La décision illustre cet équilibre: prise en compte d’indices, sans que ceux‑ci puissent suffire à caractériser la gravité exigée ni suppléer une carence sur des pièces essentielles. Le contrôle opéré protège l’égalité des armes et l’intégrité du débat, tout en incitant à une construction probatoire robuste.
B. Conséquences probatoires pour l’acheteur immobilier et économie du litige
La charge de la preuve demeure intégralement portée par l’acheteur, selon une logique de démonstration complète, articulant matérialité, gravité, antériorité et caractère caché.

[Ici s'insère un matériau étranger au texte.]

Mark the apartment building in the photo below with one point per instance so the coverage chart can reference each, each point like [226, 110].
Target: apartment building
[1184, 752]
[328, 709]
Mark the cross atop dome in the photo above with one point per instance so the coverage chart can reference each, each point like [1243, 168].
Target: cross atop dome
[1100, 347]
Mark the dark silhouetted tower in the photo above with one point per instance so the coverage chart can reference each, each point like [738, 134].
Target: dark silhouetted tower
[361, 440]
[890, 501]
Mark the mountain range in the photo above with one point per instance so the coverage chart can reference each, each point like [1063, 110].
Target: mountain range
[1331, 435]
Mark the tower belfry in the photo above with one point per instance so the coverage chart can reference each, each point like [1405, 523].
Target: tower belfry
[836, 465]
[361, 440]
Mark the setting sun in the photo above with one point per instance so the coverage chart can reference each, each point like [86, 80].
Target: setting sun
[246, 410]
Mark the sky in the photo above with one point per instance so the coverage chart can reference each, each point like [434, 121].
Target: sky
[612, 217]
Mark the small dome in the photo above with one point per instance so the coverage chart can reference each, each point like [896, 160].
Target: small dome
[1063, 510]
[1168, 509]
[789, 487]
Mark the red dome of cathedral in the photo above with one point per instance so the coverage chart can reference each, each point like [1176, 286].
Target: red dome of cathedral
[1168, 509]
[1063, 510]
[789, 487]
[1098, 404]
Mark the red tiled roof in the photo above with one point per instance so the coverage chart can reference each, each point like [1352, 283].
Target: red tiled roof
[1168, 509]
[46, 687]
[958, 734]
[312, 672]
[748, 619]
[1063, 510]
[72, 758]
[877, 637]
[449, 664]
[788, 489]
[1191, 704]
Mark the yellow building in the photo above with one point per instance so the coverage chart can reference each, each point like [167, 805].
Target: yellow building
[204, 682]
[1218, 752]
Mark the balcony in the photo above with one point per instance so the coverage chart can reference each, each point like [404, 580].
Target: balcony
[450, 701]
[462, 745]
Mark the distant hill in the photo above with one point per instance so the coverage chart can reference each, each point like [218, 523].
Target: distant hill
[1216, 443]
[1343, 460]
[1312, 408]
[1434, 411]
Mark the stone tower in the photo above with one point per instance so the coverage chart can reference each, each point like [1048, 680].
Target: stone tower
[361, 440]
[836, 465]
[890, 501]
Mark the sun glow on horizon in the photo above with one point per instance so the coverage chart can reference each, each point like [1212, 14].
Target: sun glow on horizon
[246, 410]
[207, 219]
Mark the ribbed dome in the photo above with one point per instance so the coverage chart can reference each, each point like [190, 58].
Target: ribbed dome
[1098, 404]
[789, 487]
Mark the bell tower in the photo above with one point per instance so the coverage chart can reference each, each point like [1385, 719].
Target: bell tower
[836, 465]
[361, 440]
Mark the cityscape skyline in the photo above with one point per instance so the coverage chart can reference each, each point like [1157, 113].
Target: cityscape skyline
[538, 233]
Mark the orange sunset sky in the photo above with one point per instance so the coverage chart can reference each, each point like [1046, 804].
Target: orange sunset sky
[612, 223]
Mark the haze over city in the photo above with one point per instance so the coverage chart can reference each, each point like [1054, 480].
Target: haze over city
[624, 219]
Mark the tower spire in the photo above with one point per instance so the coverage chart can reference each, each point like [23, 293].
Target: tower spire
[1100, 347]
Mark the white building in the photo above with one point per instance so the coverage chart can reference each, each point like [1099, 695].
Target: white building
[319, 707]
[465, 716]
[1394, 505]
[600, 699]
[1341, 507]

L’usage d’une mesure d’instruction contradictoire apparaît, dans ces hypothèses, comme un vecteur probatoire privilégié pour objectiver l’étendue des désordres derrière les parois et leur incidence sur l’usage. La conservation et la production du titre authentique participent également de la sécurisation du débat sur l’information précontractuelle.
Enfin, le traitement de l’exécution provisoire complète l’économie du litige. S’il est rappelé que « les décisions de première instance sont, de droit, exécutoires à titre provisoire à moins que la loi ou la décision rendue n’en dispose autrement », il est également observé que « le juge peut écarter l’exécution provisoire de droit, en tout ou partie, s’il estime qu’elle est incompatible avec la nature de l’affaire ». L’écartement, motivé par la nature et l’issue du litige, confirme une appréciation mesurée des intérêts en présence et préserve l’effectivité du contrôle en cas d’appel.